[I18n-sig] Re: [Python-Dev] Unicode debate

Guido van Rossum guido@python.org
Fri, 28 Apr 2000 10:50:05 -0400


[Paul Prescod]
> I think that maybe an important point is getting lost here. I could be
> wrong, but it seems that all of this emphasis on encodings is misplaced.

In practical applications that manipulate text, encodings creep up all
the time.  I remember a talk or message by Andy Robinson about the
messiness of producing printed reports in Japanese for a large
investment firm.  Most off the issues that took his time had to do
with encodings, if I recall correctly.  (Andy, do you remember what
I'm talking about?  Do you have a URL?)

> > The truth of the matter is: the encoding of string objects is in the
> > mind of the programmer.  When I read a GIF file into a string object,
> > the encoding is "binary goop".  
> 
> IMHO, it's a mistake of history that you would even think it makes sense
> to read a GIF file into a "string" object and we should be trying to
> erase that mistake, as quickly as possible (which is admittedly not very
> quickly) not building more and more infrastructure around it. How can we
> make the transition to a "binary goops are not strings" world easiest?
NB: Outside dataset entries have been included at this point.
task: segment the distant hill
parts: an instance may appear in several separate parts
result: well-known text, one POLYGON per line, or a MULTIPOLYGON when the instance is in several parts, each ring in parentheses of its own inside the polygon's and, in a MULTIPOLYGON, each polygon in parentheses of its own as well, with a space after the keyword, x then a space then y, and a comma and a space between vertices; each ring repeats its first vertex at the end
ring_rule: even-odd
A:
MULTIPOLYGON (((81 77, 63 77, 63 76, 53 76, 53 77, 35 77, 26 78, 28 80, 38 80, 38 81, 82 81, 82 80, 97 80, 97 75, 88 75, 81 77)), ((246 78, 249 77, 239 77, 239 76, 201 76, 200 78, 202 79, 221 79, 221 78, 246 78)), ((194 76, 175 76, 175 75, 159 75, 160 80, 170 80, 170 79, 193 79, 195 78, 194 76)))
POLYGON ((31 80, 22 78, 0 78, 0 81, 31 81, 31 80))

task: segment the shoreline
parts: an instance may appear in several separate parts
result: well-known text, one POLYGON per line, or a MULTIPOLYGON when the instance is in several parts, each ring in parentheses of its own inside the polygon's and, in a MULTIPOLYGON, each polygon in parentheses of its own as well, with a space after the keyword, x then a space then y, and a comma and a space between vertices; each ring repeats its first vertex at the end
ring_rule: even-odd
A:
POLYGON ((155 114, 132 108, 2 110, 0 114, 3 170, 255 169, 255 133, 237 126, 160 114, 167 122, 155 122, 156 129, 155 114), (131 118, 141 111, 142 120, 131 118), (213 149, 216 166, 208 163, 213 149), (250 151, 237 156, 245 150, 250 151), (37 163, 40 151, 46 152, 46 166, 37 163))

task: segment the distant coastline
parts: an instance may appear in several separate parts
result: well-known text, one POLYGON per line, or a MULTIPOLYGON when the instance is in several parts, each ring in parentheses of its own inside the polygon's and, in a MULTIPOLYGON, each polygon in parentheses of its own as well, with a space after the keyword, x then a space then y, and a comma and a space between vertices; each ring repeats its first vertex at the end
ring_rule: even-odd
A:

I'm afraid that's a bigger issue than we can solve for Python 1.6.
We're committed to by and large backwards compatibility while
supporting Unicode -- the backwards compatibility with tons of
extension module (many 3rd party) requires that we deal with 8-bit
strings in basically the same way as we did before.

> > The moral of all this?  8-bit strings are not going away.  
> 
> If that is a statement of your long term vision, then I think that it is
> very unfortunate. Treating string literals as if they were isomorphic
> with byte arrays was probably the right thing in 1991 but it won't be in
> 2005.

I think you're a tad too optimistic about the evolution speed of
software (Windows 2000 *still* has to support DOS programs), but I see
your point.  As I stated in another message, in Python 3000 we'll have
to consider a more Java-esque solution: *character* strings are
Unicode, and for bytes we have (mutable!) byte arras.  Certainly 8-bit
bytes as the smallest storage unit aren't going away.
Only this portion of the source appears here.